Ahora bien, la transmisión de esta cognoscibilidad no es inmediata, sino que requiere de mediación; solo se alcanza a través de la adquisición del dominio de ciertas técnicas, cuyo previo aprendizaje es condición necesaria para acceder a ella, y también para su transmisión, para su enseñanza. Sería el caso de la conocida anécdota de George Steiner y el teorema de Fermat. Hombre básicamente de letras, pero interesado por la ciencia, cuando en 1995 se anunció la demostración del teorema de Fermat, Steiner acudió a sus colegas de matemáticas en Cambridge para que le explicaran dicha demostración. La respuesta fue: «No podemos. Tendrías que dedicarte antes a estudiar funciones elípticas durante quince años». Cognoscible, sí, pero no a primera vista…

El tercer principio, finalmente, apela a la necesidad lógica inherente a las dos anteriores: el universo tiene una estructura racional. Quizás no llegaremos nunca a comprenderlo en su totalidad y la misma pretensión de conseguirlo sea en sí una utopía. Pero es una utopía necesaria porque actúa como mediadora, como referente. Y porque solo desde este horizonte mental podemos medir nuestras propias carencias y seguir avanzando. Otra cosa es que el referente deje de funcionar como tal y se convierta en un absoluto cuyo cumplimiento efectivo se convierte en una exigencia inaplazable; con ello estaríamos en la realización de la utopía, por lo general en su versión distópica; lo que ha ocurrido en más de una ocasión.
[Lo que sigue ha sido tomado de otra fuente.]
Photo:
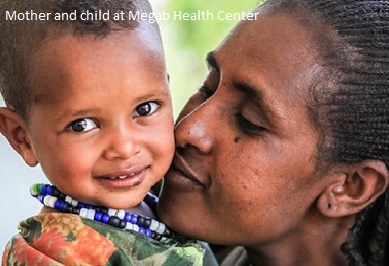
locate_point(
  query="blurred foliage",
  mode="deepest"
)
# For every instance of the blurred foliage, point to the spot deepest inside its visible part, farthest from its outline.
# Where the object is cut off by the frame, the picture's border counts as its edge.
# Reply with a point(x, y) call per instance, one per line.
point(188, 41)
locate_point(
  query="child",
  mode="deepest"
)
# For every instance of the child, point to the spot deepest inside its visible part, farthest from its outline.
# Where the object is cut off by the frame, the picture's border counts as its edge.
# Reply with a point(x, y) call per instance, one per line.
point(89, 100)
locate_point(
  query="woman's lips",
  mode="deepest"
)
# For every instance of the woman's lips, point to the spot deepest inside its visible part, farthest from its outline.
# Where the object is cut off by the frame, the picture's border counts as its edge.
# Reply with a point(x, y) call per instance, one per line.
point(182, 175)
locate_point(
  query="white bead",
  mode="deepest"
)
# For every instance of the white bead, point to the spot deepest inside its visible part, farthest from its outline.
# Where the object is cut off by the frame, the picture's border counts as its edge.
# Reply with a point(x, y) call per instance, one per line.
point(68, 199)
point(91, 214)
point(121, 214)
point(129, 226)
point(83, 212)
point(161, 228)
point(33, 192)
point(136, 227)
point(112, 212)
point(52, 201)
point(46, 201)
point(154, 225)
point(74, 202)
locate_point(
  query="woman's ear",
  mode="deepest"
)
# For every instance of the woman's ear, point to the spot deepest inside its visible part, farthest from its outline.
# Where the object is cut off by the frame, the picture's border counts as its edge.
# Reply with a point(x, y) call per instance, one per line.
point(353, 187)
point(13, 127)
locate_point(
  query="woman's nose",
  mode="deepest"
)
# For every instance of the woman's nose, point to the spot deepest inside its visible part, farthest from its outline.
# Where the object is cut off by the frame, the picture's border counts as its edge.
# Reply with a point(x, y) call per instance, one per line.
point(122, 144)
point(196, 129)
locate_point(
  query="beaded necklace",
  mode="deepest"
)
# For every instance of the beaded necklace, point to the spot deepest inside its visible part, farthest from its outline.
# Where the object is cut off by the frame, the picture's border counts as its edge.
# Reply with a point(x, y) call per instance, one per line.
point(50, 196)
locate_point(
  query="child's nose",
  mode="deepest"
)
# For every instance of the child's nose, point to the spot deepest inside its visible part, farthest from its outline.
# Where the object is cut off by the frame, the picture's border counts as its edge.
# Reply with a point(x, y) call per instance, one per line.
point(121, 145)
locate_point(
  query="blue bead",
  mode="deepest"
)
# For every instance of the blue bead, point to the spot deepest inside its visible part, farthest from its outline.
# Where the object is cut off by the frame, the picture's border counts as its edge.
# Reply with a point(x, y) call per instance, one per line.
point(57, 204)
point(148, 232)
point(49, 190)
point(134, 219)
point(41, 198)
point(105, 218)
point(98, 216)
point(127, 217)
point(63, 206)
point(142, 230)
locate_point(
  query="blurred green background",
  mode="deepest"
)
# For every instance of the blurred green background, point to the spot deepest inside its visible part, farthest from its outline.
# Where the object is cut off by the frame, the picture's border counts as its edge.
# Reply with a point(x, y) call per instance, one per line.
point(187, 42)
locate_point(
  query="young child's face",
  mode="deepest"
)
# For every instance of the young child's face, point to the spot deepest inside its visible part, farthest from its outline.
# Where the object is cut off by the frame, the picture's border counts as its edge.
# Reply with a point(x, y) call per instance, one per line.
point(101, 123)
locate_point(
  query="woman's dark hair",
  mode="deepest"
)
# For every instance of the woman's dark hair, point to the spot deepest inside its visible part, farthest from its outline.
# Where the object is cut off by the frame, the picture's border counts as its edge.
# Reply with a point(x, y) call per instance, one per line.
point(350, 102)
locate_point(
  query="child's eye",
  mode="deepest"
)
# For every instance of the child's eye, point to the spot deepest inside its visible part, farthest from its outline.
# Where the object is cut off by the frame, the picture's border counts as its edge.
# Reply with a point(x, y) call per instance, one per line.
point(145, 109)
point(82, 125)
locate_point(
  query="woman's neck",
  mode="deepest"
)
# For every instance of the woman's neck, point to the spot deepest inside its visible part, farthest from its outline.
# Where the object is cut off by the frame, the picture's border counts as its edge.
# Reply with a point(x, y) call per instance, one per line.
point(317, 245)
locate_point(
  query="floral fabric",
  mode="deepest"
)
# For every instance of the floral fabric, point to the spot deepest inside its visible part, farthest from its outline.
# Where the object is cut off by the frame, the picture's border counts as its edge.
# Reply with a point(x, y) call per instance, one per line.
point(66, 239)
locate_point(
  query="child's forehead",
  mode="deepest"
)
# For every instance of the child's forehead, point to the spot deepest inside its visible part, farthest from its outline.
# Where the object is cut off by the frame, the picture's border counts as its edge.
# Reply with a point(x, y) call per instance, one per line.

En cualquier caso, sí es cierto que, como mínimo desde el Helenismo, estas tres proposiciones constituyen el espinazo de la tradición occidental.

Lo que aportará de novedoso la Ilustración a esta tradición, en tanto que heredera y sucesora del espíritu de la Revolución científica del siglo anterior, será una drástica concreción de los medios válidos para obtener respuestas satisfactorias, verdaderas, estableciendo el lugar desde el cual han de hacerse las preguntas, y el procedimiento para alcanzar las respuestas. Este lugar es la razón y el procedimiento la remisión a sus exigencias lógicas. Quedan entonces fuera las revelaciones religiosas o las verdades asumidas por la tradición y los dogmas.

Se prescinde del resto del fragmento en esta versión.